Day 27

In the past several years I have not had any trouble pulling the obvious parallels from the chaotic events of my dreaming.  The first trick seems to be understanding that it’s a conversation you are having with yourself.  The second is recapitulating the events verbally.

I believe most people ascribe to the hope that dreams are the metaphysical way to get instruction or that they are simply colorful, sometimes entertaining, brain farts with no other meaning.  While I am not sure there is meaning in the deepest sense of the word, I do believe there is information to be had from dreams.  It’s your way of telling yourself things.  Not new things, not unknown things, but things you already know, but again, this time from a different perspective.

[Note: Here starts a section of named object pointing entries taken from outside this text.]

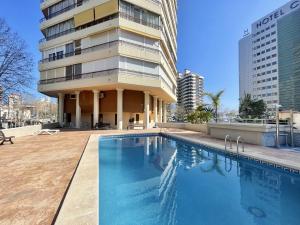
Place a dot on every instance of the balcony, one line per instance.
(63, 10)
(106, 45)
(94, 75)
(111, 17)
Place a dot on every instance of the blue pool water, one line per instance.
(160, 181)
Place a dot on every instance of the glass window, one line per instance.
(69, 49)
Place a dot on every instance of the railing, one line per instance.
(94, 75)
(119, 15)
(238, 144)
(139, 20)
(226, 140)
(68, 8)
(57, 35)
(99, 47)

That perspective changes or evolves.  Sometimes the approach is blatant, other times obscure, nearly always comical, but rarely mystical.  The changing perspective requires that you talk to yourself again and out loud.  Or if not out loud then at least in your head, but consciously this time.  I find describing the events or actors in non-stereotypical ways to be useful.  You don’t call a clown a clown, you call it a colorfully dressed silly person.  And he’s not jumping on your 3rd grade report card, he’s treating evidence of your early education with disrespect.  When the dream sufficiently blurred you can hunt for silly people and early education to fit with what you know in the concrete world.

The challenge in all this is being able to accept the parts that aren’t so flattering about yourself.  The dreams that reveal you to be timid, vindictive, petty, selfish, venal, or clumsy seem to be the prominent ones.  Maybe that’s just me.  I guess I don’t need as much subconscious back patting since I do that enough consciously.  Uh oh, there’s some nocturnal introspection waiting to happen.

I did not dream of clowns or report cards last night.  I dreamt that I was impersonating others.  That I was trying to pretend I was someone else or that I could be someone else.

After all this explaining and filtering, you have to decide if you subconscious is a liar, an impartial judge, or a goading friend.